Ingredients:
For Batter:
1 cup gram flour
1 tbsp semolina (rava, optional)
1 1/2 tsp lemon juice
1 tsp Eno
1 tsp crushed green chili and ginger
3/4 cup water
1/4 cup yogurt/ curd
1 tsp oil (for greasing)
1/2 tsp salt
For tempering:
2 tbsp oil
10-15 curry leaves
1/2 tsp mustard seeds
1 tbsp sugar
5-6 green chilies, slit lengthwise
2 tbsp chopped coriander leaves
1 pinch asafoetida
1/3 cup water
Method:
Add gram flour, semolina, lemon juice, chili- ginger paste, water and salt and mix them to a smooth batter. Ensure that there are no lumps.
Add Eno and stir for approximately 1 minute. It helps the batter to rise instantly. The batter should increase approximatelty to double.
Grease the plates and add batter to it. (I used the idli maker plates to prepare the dhokla). Place the plates in the microwave for 7-8 minutes. Check with knife/ toothpick if it comes out clean then the dhokla is done else cook for 2- 3 more minutes.

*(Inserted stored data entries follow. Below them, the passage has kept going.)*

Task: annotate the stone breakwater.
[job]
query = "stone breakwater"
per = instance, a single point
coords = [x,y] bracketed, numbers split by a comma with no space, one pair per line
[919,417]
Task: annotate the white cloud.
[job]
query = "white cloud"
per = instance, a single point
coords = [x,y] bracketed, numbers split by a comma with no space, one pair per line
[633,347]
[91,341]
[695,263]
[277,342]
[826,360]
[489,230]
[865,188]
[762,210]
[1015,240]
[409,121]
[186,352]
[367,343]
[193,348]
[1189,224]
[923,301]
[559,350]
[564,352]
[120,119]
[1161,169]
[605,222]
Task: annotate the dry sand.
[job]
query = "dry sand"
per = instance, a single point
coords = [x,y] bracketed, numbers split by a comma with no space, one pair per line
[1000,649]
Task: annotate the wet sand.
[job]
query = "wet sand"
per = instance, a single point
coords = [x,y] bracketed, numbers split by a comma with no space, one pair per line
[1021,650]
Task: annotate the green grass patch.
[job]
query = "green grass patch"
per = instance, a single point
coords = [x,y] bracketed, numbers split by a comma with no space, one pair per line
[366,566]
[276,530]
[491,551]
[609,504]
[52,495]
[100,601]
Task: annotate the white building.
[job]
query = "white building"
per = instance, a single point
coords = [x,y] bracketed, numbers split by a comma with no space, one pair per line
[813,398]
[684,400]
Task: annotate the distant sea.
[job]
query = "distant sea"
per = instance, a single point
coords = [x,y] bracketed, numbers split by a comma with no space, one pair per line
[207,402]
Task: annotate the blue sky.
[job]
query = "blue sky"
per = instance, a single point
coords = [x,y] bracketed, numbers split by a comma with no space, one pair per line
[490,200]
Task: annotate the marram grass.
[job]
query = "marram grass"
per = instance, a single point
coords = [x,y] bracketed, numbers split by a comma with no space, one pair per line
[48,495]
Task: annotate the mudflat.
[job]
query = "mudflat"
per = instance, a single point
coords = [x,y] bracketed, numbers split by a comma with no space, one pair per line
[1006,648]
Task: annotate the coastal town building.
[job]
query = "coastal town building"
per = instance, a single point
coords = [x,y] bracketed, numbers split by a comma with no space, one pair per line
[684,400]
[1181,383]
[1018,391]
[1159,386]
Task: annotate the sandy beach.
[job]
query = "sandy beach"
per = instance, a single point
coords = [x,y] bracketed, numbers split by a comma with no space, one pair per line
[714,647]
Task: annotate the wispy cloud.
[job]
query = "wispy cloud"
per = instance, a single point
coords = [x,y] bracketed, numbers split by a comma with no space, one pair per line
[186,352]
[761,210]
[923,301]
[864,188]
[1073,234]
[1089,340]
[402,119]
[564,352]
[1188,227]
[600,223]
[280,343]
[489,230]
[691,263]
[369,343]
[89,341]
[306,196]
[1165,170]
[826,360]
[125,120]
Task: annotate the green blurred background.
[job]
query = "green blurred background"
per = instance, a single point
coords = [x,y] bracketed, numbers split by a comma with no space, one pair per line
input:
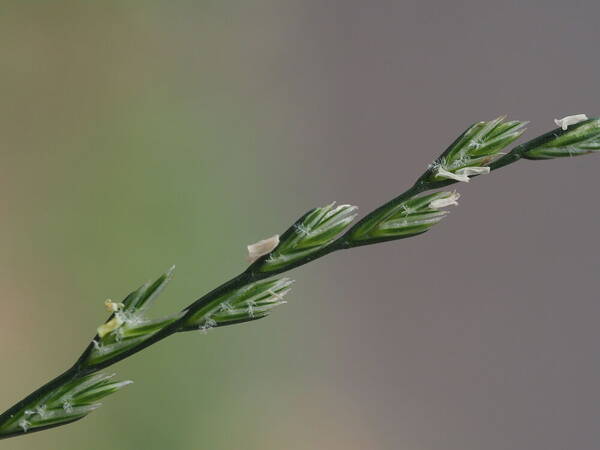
[136,135]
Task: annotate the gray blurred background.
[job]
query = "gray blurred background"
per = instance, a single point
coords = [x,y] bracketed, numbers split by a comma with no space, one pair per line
[138,134]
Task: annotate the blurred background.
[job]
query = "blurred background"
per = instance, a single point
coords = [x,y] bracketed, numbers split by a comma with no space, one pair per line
[136,135]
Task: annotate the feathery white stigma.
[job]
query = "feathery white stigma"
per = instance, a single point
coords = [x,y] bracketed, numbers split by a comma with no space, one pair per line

Tip - Using the idli maker helped me to have the ready to eat quick bites and it was easy to make in a microwave.
Tempering:
Heat oil in a small pan add mustard seeds and let it crackle. Now add curry leaves and chilies. Saute them for 2-3 minutes.
Add 1/3 cup of water and sugar and bring to boil. Cook for high heat for 1 minute. Pour the tempering dhokla. Garnish with chopped coriander leaves. Server with coconut chutney.